Se trata de Triphammer y de Puddleduck. Hacen señas a Cielo Azul, como si él estuviera Solo. Él y Propietario Cosa pasan a bordo de la nave. Triphammer y Puddleduck actúan como si fueran ciegos ante la presencia de Propietario Cosa. Cielo Azul se quita su traje espacial.
Triphammer y Puddleduck dicen:
—¡Boquea, farfulla, habla! ¡No, no, no! Debes quemar frustración… ¡Es como para echarse a reír!
Cielo Azul se siente aturdido. Se vuelve hacia Propietario Cosa y dice:
—No les entiendo una sola palabra.
Propietario Cosa hace oscilar un pólipo, en gesto de simpatía.
—Puede ser de ese modo al principio. Escúchales con atención. Concéntrate en cada una de las palabras y algunas de ellas te parecerán claras.
Y así, Cielo Azul incluía una de sus orejas hacia las palabras de Triphammer y de Puddleduck y se concentra más intensamente que cuando curó el planeta. Y, a duras penas, el significado se filtra hasta él. Están hablando sobre el repentino regreso del planeta a su condición original. Al parecer, durante el proceso se han derrumbado todos sus castillos. Sus minas ya no son suyas. Los montones acumulados de Esto, Aquello y la Tercera Cosa han desaparecido en un repentino parpadeo. Hablan sobre lo que ha sucedido y sobre lo que deben hacer.
Cielo Azul les escucha hasta que ellos dejan de hablar. Entonces, sacude la cabeza, lleno de admiración.
—Ofensa. Injusto. Falta respeto —dice Triphammer.
Puddleduck asiente con un gesto.
—Falta respeto por nuestra importancia —dice—. Todo por hacer.
Propietario Cosa asiente.
—En efecto —dice—. Todo por hacer. Decidles que se les va a dar una segunda oportunidad. Su única esperanza consiste en aprovecharla debidamente.
Cielo Azul transmite el mensaje.
—Regresad a Aquí —dice—, y aprended a vivir allí. Es vuestra única vida. Utilizadla bien.

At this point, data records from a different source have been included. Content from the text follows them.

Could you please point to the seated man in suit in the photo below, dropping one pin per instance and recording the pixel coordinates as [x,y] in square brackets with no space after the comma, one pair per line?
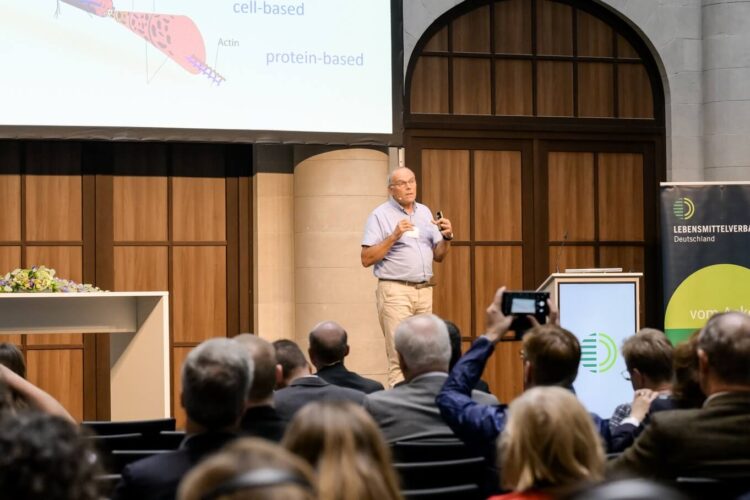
[261,418]
[302,387]
[216,377]
[408,411]
[551,356]
[712,441]
[328,348]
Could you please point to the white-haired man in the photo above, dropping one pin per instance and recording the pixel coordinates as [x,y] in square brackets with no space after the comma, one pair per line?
[409,410]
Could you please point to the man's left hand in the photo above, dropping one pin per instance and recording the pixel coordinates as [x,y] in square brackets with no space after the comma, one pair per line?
[445,227]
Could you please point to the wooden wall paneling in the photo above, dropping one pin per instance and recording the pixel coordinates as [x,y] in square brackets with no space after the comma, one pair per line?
[594,37]
[60,373]
[497,196]
[68,262]
[570,257]
[53,208]
[140,268]
[513,27]
[199,293]
[495,266]
[620,197]
[445,186]
[472,88]
[635,99]
[504,371]
[139,208]
[10,259]
[554,28]
[199,209]
[596,90]
[178,358]
[554,88]
[471,32]
[571,196]
[624,49]
[10,194]
[452,295]
[513,88]
[438,42]
[429,86]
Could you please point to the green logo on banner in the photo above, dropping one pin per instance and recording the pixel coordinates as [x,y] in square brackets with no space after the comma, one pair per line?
[598,352]
[683,208]
[712,289]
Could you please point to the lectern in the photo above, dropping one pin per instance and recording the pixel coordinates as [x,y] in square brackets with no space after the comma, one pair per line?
[138,324]
[602,310]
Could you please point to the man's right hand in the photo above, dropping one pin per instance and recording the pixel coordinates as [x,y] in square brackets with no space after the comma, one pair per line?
[403,226]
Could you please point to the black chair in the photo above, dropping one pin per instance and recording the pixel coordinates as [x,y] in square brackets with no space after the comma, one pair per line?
[106,484]
[464,492]
[120,458]
[166,440]
[145,427]
[439,474]
[428,450]
[105,444]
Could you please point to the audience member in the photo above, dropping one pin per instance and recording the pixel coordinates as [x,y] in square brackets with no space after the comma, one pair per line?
[341,441]
[250,469]
[455,335]
[302,387]
[648,360]
[25,395]
[551,357]
[712,441]
[44,457]
[549,446]
[686,387]
[216,378]
[328,348]
[261,418]
[408,411]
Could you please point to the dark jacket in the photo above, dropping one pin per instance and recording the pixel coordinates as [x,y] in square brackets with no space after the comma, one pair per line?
[713,441]
[157,477]
[476,424]
[263,422]
[337,374]
[308,389]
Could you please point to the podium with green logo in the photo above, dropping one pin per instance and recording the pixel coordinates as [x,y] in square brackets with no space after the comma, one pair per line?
[602,309]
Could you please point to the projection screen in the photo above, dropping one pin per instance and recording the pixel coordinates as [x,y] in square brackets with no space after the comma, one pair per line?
[249,70]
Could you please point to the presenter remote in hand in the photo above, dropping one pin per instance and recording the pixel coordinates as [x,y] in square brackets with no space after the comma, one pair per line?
[401,241]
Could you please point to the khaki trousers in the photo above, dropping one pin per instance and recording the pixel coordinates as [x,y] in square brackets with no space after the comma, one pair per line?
[396,302]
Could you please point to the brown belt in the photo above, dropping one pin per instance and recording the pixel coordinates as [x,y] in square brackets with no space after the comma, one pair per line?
[416,284]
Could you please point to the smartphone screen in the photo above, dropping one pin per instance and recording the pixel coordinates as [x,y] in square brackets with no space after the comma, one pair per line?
[522,306]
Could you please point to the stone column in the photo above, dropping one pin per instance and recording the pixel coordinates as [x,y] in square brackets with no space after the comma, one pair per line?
[333,194]
[726,64]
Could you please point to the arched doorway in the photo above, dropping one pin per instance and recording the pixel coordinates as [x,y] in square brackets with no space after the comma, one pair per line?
[537,127]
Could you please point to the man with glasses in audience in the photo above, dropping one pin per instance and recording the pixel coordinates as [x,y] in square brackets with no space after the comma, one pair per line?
[401,239]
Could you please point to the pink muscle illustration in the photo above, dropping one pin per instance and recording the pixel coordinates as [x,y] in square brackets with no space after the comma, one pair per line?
[99,7]
[176,36]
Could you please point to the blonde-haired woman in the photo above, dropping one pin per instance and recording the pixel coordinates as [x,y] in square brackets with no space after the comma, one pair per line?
[549,447]
[342,442]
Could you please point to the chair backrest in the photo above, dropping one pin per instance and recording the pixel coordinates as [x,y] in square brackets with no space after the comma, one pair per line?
[107,443]
[427,450]
[464,492]
[120,458]
[144,427]
[443,473]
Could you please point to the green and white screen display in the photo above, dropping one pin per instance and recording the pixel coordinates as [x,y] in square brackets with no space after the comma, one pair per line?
[602,316]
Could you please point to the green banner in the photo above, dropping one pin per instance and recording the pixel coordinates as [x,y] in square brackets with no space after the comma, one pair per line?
[706,253]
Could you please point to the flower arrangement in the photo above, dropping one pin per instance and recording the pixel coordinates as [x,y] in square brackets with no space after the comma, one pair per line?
[38,279]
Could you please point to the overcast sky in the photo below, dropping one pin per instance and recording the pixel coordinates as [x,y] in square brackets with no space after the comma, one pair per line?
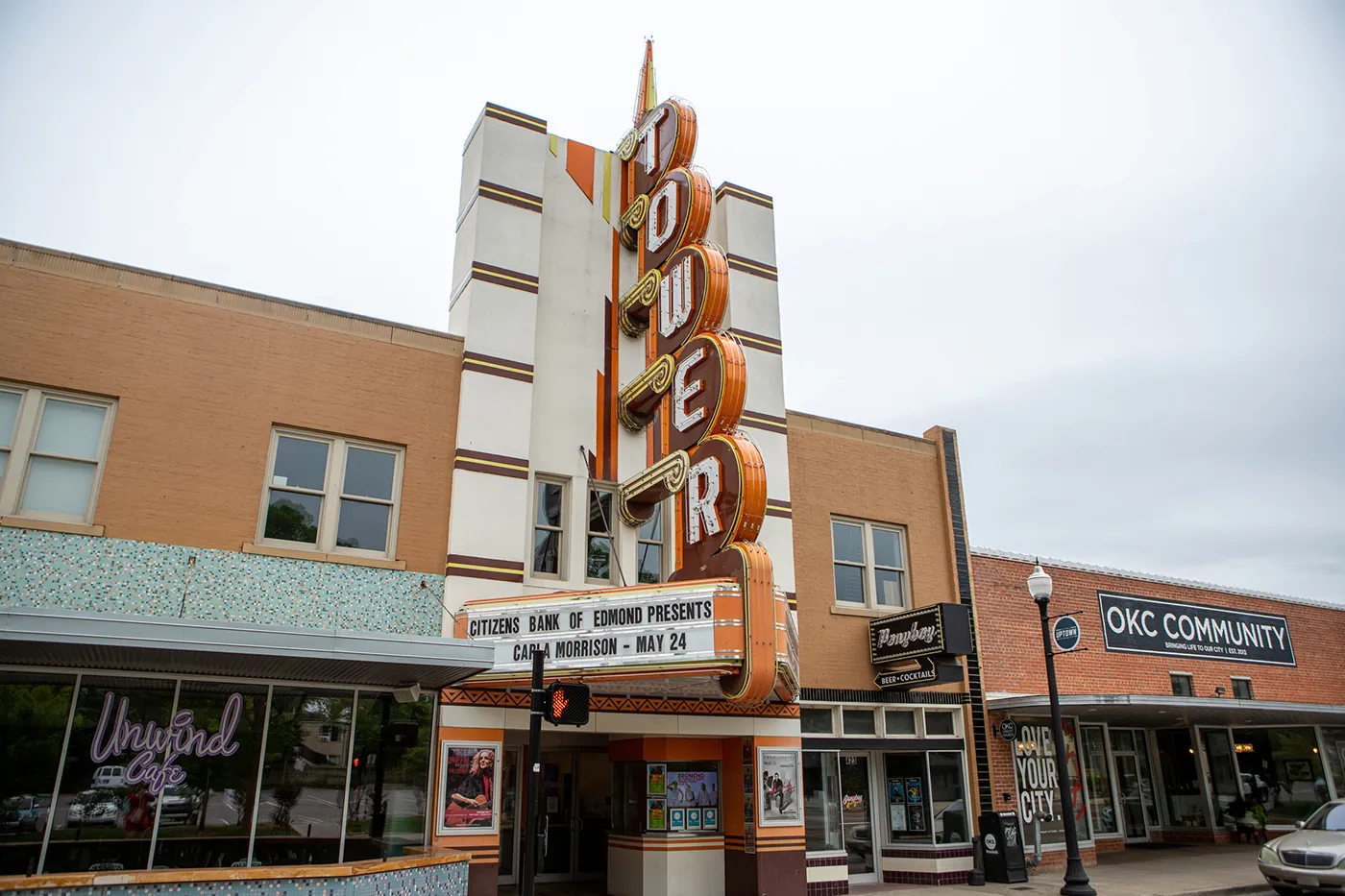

Triphammer y Puddleduck quedan asombrados ante estas palabras. Sus mandíbulas caen como la trampa de una horca. Su hijo criado nunca les había hablado así con anterioridad.
Propietario Cosa dice:
—Vamos, Cielo Azul. Quiero presentarte a alguna gente. Creo que te gustarán.
Atraviesa la pared como si no existiera nada ante él. Cielo Azul mira a sus padres una última vez y después le sigue. Atraviesa la pared de la nave y penetra en el espacio.
—Voy —le dice a Propietario Cosa, avanzando a grandes zancadas hacia las estrellas situadas ante él.
Cielo Azul ha mantenido las cortinas muy apretadas en sus manos durante todo este largo tiempo. Ahora, las abre del todo y mira.